相手の不安や解決してほしいことに気が付ける人

医療機器は昨日までなかった治療の仕方や手術の効率化を上げるためのものです。

そのため、医師や臨床工学技士が「癒着部分を傷つけずに剥がせるものが欲しい」、「ここでうまくいかなくてスピードが落ちた」などの意見が商品の提案時に問題解決策として提案できます。

また、医療現場は「命」を扱っているため、不具合や在庫がないなどの管理体制の不備は信用問題に直結します。

医療機関側が管理しきれないことはありませんが、こちらからの在庫管理の提案もできれば、より良い信頼関係を作り出せます。

誠実な対応で何かと気が付けられる人でしたら問題なく仕事ができるでしょう。

営業に向いてない人の特徴!当てはまる人は転職を検討しよう!

医療知識がなくても情報を集めて勉強できる

どの業界にも言える知識ですが、医療機器メーカーは特に必要になります。

それは誤った知識を伝えて、患者を死亡させた場合の責任問題になるからです。

また医療は日々着実に進歩しているため、医療機器だけでなく、治療方法、薬、検査などの最新情報には常にアンテナを引く必要があります。

「知りません」「わかりません」では医者の立場からすると信頼できないため、医療知識のみならず、臨床工学や薬品についても勉強することが大切です。

医療機器メーカー営業は未経験でも転職できる?

「普通自動車運転免許」は絶対に必要

医療機器を運搬し、納品、自分で営業しに行くときにも車で移動することがほとんどです。
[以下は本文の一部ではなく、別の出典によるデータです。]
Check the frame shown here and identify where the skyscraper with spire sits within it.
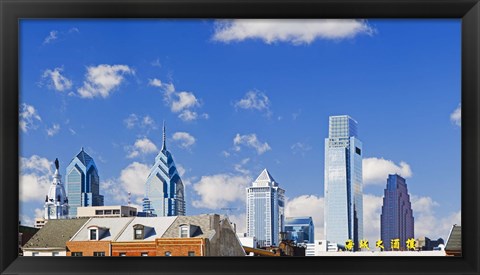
[247,169,285,247]
[324,115,363,250]
[380,174,414,250]
[44,159,68,220]
[143,122,185,216]
[65,147,103,217]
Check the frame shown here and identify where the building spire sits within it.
[162,120,167,151]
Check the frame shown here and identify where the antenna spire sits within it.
[162,120,167,151]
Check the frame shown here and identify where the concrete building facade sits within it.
[324,115,363,250]
[380,174,414,250]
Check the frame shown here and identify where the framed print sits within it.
[0,0,480,274]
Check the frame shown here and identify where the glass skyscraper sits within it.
[247,169,285,247]
[285,217,315,244]
[65,147,103,217]
[143,124,185,216]
[380,174,414,250]
[324,115,363,250]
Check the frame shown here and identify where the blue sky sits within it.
[19,20,461,244]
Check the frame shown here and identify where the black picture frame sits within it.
[0,0,480,274]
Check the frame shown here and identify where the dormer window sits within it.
[88,225,109,241]
[89,228,98,241]
[133,224,145,240]
[180,224,190,238]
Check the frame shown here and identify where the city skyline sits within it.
[19,20,460,245]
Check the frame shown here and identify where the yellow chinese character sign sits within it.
[360,240,370,250]
[405,238,416,250]
[345,240,353,251]
[390,238,400,249]
[375,240,385,251]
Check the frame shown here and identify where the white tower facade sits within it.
[44,159,68,220]
[247,169,285,247]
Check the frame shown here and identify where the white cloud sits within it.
[172,132,196,149]
[192,174,252,210]
[235,91,271,114]
[77,64,134,98]
[43,30,58,45]
[123,114,157,130]
[127,137,158,158]
[42,27,80,45]
[450,104,462,127]
[410,196,461,241]
[362,158,412,185]
[285,195,325,240]
[213,19,375,45]
[119,162,150,196]
[290,142,312,156]
[19,155,52,203]
[47,123,60,137]
[100,162,150,206]
[149,78,209,121]
[42,68,72,92]
[233,134,272,155]
[171,92,198,113]
[19,103,42,133]
[150,58,162,68]
[233,158,250,175]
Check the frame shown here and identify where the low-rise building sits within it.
[66,218,134,256]
[34,218,48,229]
[77,205,137,218]
[22,219,89,256]
[66,214,245,256]
[445,224,462,256]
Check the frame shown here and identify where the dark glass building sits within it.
[65,147,103,217]
[380,174,414,250]
[285,217,315,245]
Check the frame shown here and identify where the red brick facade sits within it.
[67,241,111,256]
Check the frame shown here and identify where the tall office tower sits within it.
[324,115,363,250]
[285,217,315,244]
[247,169,285,247]
[65,147,103,217]
[143,123,185,216]
[380,174,414,250]
[44,159,68,220]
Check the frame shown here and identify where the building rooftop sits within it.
[69,217,134,241]
[76,147,93,167]
[285,216,313,225]
[116,216,178,242]
[445,224,462,251]
[162,214,220,238]
[23,219,89,249]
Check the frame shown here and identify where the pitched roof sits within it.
[445,224,462,251]
[116,216,178,242]
[76,147,93,167]
[23,218,89,250]
[255,168,275,182]
[72,217,134,241]
[162,214,220,238]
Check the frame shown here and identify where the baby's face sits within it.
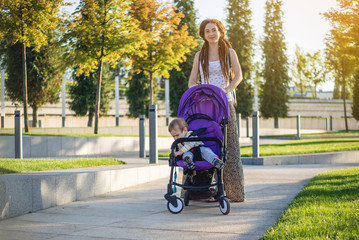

そのため、運転免許は所持しておくことが必須の資格といえます。

それ以外では、必須な資格はないため、未経験でも可能と言えます。

過去の経験ではどんなことが役立つか

営業時のコミュニケーション経験が役に立ちます。

他の業種から来た場合では、培った実力は利用できます。

売る商品が違うだけで、ベース対応は変わりません。

提案する姿勢を活かしながら、医療機器の内容を肉付けしていくことが重要です。

営業経験がない場合は、相手の不安や困っていることを聞き出す。

その不安を解決する商品を提案し、不安を無くせることを伝える。

この2つを抑えることで対応出来ます。

医療機器メーカーは今後も成長する企業!

医療の世界は、発達スピードが速く、毎日変化しています。

スピードが速いということは、その分、課題や不安なども多く現れます。

医者や看護師が動作や思考を工夫して患者を救うことをしているのであれば、医療機器がその工夫の精度を高めたり、効率良く行えるサポートをしたり出来ます。

だからこそ、医療機器メーカーの営業はやりがいを感じます。

仕事の内容では求められるスキルが多く感じますが、必須資格は免許以外にはないため、努力次第で成果を挙げることが可能です。

未経験だからこそ活かせる気付きや問題を捉えるため、転職にはおすすめの業界です。